4. OVERALL OBJECTIVE
• Study the role of heparan
sulfate in the Zika virus entry,
replication, and cell death
5. MÉTODOS
PCR RTQ
ARNm
Transcriptasa inversa
ADNc
Permite cuantificar las secuencias específicas
de ácidos nucleicos mediante el uso de
reporteros fluorescentes en la reacción.
➢ Utiliza sondas marcadas con un marcador fluorescente
➢ Durante el ciclo, la sonda de desnaturaliza y se acopla a la secuencia objetivo
➢ La PCR RTQ utiliza dos instrumentos principales:
1. Termociclador : desnaturalización, hibridación y elongación.
2. Módulo óptico: Mide la intensidad de la fluorescencia.
→ Cuando se miden 30 ciclos se convierte en una curva de amplificación
6. CITOMETRÍA DE FLUJO Permite medir diferentes parámetros de una célula
➢ Se basa en hacer pasar una suspensión de partículas
alineadas por un haz luminoso.
➢ Esto produce señales luminosas que son detectadas y
transformadas a señales eléctricas
➢ Estas se amplifican y se convierten en
señales digitales que son procesadas por un
computador.
7. MTT Compuesto AMARILLO soluble en agua.

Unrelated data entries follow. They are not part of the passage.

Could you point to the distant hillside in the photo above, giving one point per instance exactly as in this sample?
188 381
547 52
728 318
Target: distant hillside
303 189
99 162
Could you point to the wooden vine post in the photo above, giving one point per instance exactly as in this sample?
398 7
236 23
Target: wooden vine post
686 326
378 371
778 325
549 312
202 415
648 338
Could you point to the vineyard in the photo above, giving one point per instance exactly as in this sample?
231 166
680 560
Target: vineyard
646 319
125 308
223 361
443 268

✓ Cuando se reduce por medio de la succinato
deshidrogenasa, se convierte en un compuesto VIOLETA
insoluble en agua.
Disolvente orgánico
Cuantificación del
color
➢ Funcionabilidad
mitocondrial de las
células
➢ Mide:
1. Supervivencia
2. Proliferación celular
8. WESTERN BLOT
Es usado para detectar
proteínas especificas en
una muestra determinada.
✓ proteína ZIKV E
✓ proteína DENV2
1. Se separan las proteínas mediante una electroforesis en gel, según
el parámetro que se desee:
- Peso molecular
- Estructura
- Hidrofobicidad
2. Se transfieren a una membrana de nitrocelulosa
3. Se busca la proteína de interés con anticuerpos específicos para ella
4. Se detecta la interacción antígeno anticuerpo
12. DISCUSSION
AUTOR WHAT THEY SAID OR DID YES NO
Hamel et al
Although ZIKV shares many cell
surface molecules such as DC-SIGN,
and AXL with DENV their
requirements on HS are differential
Tan et al
showed that the majority of ZIKV
viral particles were not retained by
heparin sepharose, and the
inhibition of cell sulfation by sodium
chlorate or the removal of HS by
heparinase I/III did not affect viral
infectivity, suggesting the
virus does not bind HS.
Chen et al
Heparan sulfate has been identified
to be an attachment factor for
several flaviviruses, including DENV,
YFV, and JEV
13. CONCLUSIONS
1. In this study, there is no complete clarity on whether heparan
sulfate plays a role in the infection of the virus, but its future
knowledge will allow designing methods that can intervene and
prevent the replication of the virus.
2. The timely diagnosis of Zika is vital to avoid complications that
further deteriorate the patient´s health status.